A meta-analysis published in the August issue of Archives of Surgery concludes that patients who have surgery to remove all or part of the colon (colectomy) have enhanced recovery of intestinal function if they chew gum.

“Postoperative ileus [inability of the intestines to pass contents] is regarded as an inevitable response to the trauma of abdominal surgery and is a major contributing factor to postoperative pain and discomfort associated with abdominal distension, nausea, vomiting and cramping pain,” write Sanjay Purkayastha, B.Sc., M.R.C.S. (St. Mary’s Hospital, London) and colleagues. In the United States, this problem is estimated to cost about $1 billion in health care expenditures.

The researchers undertook an analysis of data from 158 patients in five trials that were published on or before July 2006. The trials were similarly designed such that after surgery, one group of patients chewed sugarless gum three times per day for a period of five to 45 minutes and a second group did not chew gum.

Aggregation of the results found positive signs of returning intestinal function for those who chewed gum: chewers took an average of .66 fewer days to pass flatus (gas) and an average of 1.10 fewer days to have a bowel movement. “Postoperative length of hospital stay was assessed in four trials comprising 134 patients,” add the authors. “This was also reduced in the chewing gum group by longer than one day; however, this result was not statistically significant.”

The explanation of gum chewing’s effectiveness begins with its stimulating nerves in the digestive system, a kind of “sham feeding” that triggers the release of gastrointestinal hormones and increases the production of saliva and secretions from the pancreas.

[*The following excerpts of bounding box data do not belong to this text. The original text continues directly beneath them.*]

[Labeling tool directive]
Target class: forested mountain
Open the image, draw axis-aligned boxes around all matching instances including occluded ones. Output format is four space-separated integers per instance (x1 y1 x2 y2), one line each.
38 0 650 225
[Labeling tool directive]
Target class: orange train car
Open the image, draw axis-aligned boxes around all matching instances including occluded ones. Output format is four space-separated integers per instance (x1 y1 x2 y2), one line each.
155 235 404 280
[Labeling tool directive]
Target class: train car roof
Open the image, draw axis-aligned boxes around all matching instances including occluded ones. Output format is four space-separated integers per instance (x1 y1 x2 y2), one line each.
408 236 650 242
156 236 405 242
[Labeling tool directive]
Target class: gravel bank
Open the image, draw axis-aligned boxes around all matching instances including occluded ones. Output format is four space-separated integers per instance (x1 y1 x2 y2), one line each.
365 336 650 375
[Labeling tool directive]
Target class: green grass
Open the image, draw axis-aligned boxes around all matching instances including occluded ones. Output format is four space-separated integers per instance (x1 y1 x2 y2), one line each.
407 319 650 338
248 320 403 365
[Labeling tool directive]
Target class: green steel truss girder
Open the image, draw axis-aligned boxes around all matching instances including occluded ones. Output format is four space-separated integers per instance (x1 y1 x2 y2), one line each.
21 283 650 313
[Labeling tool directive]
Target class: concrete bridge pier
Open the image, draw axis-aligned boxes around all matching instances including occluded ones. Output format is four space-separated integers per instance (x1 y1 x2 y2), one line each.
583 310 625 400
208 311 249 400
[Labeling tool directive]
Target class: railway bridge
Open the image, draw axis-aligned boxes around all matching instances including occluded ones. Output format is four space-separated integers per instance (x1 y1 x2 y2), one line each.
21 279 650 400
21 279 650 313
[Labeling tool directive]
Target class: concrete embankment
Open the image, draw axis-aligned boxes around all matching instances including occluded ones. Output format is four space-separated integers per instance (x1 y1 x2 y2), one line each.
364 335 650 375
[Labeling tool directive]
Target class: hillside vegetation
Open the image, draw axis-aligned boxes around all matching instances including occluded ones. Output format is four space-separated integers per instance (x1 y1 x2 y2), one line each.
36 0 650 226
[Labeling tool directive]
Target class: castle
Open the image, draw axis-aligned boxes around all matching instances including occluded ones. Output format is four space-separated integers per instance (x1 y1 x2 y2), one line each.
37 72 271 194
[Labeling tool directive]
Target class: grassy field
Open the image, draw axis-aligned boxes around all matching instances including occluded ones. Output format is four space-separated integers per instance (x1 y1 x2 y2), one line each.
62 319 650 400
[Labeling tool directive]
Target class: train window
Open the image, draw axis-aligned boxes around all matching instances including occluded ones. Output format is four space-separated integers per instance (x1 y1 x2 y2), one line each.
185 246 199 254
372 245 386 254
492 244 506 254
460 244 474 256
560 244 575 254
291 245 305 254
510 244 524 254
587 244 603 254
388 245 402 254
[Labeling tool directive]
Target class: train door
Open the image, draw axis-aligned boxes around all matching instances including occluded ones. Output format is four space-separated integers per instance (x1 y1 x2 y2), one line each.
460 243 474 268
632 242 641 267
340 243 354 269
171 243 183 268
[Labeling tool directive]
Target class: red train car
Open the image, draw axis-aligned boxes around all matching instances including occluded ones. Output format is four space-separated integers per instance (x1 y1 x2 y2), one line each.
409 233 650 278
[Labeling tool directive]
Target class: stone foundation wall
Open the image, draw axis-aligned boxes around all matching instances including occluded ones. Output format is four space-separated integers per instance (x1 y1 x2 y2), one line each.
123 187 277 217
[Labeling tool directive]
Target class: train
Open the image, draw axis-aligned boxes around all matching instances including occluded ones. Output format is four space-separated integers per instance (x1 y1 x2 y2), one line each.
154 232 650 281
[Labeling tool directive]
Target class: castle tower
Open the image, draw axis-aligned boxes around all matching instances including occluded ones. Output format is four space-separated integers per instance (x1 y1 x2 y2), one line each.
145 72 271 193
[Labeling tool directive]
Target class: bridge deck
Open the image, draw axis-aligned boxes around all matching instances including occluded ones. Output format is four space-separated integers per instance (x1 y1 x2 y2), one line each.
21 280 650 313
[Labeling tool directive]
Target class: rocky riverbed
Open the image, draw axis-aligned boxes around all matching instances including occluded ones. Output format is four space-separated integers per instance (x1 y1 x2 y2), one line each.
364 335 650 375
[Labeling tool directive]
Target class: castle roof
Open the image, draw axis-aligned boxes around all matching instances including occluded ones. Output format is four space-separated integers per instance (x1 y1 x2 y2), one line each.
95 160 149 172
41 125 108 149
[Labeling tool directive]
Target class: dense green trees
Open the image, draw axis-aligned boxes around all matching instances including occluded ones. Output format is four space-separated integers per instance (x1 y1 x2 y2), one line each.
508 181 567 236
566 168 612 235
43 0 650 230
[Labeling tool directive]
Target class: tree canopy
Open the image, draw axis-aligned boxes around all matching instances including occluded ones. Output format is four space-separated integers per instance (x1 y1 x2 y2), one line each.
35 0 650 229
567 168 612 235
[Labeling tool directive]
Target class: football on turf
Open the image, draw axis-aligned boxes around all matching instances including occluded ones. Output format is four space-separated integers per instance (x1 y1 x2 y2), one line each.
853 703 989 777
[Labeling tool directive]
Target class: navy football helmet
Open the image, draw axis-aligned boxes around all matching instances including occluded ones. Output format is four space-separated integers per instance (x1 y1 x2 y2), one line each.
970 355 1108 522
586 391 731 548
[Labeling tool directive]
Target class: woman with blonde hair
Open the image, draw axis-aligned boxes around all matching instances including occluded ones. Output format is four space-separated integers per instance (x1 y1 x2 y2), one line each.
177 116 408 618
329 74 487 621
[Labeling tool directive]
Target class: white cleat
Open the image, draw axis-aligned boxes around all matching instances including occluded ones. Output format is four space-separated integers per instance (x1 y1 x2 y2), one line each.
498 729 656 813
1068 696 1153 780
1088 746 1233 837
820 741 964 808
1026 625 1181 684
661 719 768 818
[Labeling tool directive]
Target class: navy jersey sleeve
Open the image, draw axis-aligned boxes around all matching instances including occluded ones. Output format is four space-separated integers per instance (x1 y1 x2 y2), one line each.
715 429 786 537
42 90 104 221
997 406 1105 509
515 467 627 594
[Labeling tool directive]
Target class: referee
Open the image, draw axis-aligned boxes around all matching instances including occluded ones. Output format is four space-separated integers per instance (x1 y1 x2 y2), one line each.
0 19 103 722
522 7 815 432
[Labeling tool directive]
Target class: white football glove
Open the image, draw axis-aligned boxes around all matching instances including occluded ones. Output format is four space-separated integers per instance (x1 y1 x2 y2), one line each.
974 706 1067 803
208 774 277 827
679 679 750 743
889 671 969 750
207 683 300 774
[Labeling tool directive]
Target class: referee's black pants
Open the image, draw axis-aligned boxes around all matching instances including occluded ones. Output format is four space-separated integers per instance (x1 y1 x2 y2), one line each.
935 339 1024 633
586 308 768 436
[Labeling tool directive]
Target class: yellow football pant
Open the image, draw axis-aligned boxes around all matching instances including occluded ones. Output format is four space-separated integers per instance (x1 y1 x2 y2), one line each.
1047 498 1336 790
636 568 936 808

“We feel that the current evidence suggests that gum chewing following abdominal surgery offers significant benefits in reducing the time to resolution of ileus; however, the studies are insufficiently powered to identify a significant benefit in length of stay,” the researchers conclude. “The potential benefits to individual patients, in health economics terms, are such that a well-designed, large-scale, blinded, randomized, controlled trial with a placebo arm is warranted to answer the question of whether gum chewing can significantly reduce the length of stay after abdominal surgery or whether it merely represents a placebo effect.”

Meta-analysis of Randomized Studies Evaluating Chewing Gum to Enhance Postoperative Recovery Following Colectomy
Sanjay Purkayastha; Henry S. Tilney; Ara W. Darzi; Paris P. Tekkis
Archives of Surgery (2008). 143[8]:788-793.